The UN defines modern energy access at less than 5% of what the typical American or European consumes. thebreakthrough.org/index.php/prog…

#blackpanther /13
This has allowed the international NGO community to rally around plans for “energy access” in Africa that look suspiciously like enduring poverty to me.

#blackpanther /14
The late, great @calestous wrote in last year’s @TheBTI Journal of this cynical “leapfrogging” narrative. thebreakthrough.org/index.php/jour…

#blackpanther /15
Advocates talk about “leapfrogging the grid” (as if that were desirable for some reason), but it amounts to leapfrogging infrastructure, income-generating activity, urbanization, and governance.

#blackpanther /16
It’s particularly pernicious when small-scale, low-energy technologies are alleged to leapfrog the need for modern institutions and governments, as @SierraClub did here thebreakthrough.org/index.php/prog…

#blackpanther /17
I don’t think it’s malicious. I think it’s misguided.

A fantasy of “leapfrogging” advanced by some of the richest people in history who fear their privilege cannot be extended to emerging societies for environmental reasons.

#blackpanther /18
Meanwhile, modern food advocates lambast multinational, industrial agriculture and biotech.

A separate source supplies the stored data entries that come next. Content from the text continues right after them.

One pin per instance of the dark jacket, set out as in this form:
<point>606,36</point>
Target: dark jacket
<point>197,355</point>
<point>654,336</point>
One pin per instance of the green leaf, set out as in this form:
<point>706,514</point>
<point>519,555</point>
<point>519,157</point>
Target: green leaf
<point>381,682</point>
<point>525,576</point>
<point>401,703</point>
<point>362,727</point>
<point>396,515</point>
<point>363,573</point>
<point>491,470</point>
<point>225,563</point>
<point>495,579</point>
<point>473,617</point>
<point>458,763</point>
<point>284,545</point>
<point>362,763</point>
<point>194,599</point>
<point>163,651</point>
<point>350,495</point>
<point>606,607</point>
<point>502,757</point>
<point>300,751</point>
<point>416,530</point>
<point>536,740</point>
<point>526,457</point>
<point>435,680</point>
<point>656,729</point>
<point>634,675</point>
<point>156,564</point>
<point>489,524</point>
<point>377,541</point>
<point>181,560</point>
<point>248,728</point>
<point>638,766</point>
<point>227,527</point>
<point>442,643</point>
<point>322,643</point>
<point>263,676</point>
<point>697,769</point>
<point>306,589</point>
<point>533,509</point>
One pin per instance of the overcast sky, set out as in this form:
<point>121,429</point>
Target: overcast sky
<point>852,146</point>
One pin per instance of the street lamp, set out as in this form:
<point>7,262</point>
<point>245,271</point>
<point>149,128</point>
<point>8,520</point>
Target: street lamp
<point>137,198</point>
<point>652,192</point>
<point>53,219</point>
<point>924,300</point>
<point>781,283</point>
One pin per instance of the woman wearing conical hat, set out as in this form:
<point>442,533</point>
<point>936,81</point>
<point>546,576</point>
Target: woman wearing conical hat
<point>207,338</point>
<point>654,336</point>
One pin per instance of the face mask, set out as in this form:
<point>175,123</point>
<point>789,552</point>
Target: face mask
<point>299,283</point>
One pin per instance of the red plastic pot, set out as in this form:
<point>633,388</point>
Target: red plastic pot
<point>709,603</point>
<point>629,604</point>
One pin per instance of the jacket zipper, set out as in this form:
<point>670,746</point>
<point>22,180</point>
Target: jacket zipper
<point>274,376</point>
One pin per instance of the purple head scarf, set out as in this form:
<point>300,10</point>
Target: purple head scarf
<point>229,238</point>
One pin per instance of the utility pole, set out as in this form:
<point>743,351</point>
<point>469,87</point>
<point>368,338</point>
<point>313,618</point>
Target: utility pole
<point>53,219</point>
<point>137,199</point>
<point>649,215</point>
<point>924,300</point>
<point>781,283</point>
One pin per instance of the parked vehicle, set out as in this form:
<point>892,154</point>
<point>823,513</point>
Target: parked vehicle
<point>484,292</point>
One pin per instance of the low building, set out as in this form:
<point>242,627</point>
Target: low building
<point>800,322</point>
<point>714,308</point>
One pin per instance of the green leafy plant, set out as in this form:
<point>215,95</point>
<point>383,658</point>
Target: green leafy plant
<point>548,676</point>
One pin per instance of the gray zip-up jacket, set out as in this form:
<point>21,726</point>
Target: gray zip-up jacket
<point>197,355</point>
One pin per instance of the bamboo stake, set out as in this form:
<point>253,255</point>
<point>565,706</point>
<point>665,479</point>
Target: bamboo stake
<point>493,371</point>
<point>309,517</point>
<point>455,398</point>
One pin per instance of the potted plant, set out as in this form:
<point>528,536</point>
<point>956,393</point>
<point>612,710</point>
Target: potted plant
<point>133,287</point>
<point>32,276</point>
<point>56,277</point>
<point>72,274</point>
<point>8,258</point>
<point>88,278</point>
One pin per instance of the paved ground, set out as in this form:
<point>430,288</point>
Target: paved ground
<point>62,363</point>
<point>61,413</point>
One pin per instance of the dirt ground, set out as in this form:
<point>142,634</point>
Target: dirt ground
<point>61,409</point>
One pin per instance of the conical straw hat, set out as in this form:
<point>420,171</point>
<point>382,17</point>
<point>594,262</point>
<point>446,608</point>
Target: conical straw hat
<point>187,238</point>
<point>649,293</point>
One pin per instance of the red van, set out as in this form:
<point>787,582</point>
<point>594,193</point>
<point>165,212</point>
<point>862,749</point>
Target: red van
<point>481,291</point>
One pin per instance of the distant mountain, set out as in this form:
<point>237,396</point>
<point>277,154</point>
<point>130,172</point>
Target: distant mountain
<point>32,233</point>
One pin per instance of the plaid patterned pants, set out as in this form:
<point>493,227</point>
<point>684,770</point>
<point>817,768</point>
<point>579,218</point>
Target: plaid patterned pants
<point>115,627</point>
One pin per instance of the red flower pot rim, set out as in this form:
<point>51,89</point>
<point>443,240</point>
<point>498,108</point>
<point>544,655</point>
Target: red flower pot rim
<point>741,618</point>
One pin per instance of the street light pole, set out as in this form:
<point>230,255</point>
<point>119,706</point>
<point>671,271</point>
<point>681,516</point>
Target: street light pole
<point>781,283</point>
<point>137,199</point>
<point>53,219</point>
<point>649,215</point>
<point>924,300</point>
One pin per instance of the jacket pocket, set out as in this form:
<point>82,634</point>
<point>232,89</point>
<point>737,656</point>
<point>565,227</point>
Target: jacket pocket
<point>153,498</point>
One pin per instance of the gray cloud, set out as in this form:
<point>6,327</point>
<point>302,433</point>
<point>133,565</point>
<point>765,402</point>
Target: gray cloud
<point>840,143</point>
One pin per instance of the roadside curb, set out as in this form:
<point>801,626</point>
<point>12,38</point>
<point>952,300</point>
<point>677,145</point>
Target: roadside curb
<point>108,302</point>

They imagine an African future of small-holder farmers, even as the move of labor off the farm has been essential in every single developed country.

#blackpanther /19
Small-holder farmers (prohibited from using biotech) living in rural communities powered by small rooftop solar panels.

This is the opposite of #Wakanda.

#blackpanther /20
13 African cities are projected to surpass New York City in size this century. mapsontheweb.zoom-maps.com/post/170762363…

The future of Africa is much closer to #Wakanda than the pessimists think.

#blackpanther /21
Among other things, #ecomodernists imagine that the majority of people on this planet (i.e., non-US, non-EU) will end us choosing their own destiny, and that the rich world should not feel threatened by that.

#blackpanther /22
Here’s @charlesjkenny in the @TheBTI Journal on this “cooperative advantage” thebreakthrough.org/index.php/jour…

And us on how Asia and Africa can power a new kind of 21st century innovation thebreakthrough.org/index.php/issu…

#blackpanther /23
Anyway.

#BlackPanther’s resonance with #ecomodernism is not the film’s most important (nor, surely, deliberate) message.

But optimistic, pro-tech, anti-colonial visions of Africa’s future are elemental to both #Wakanda and #ecomodernism.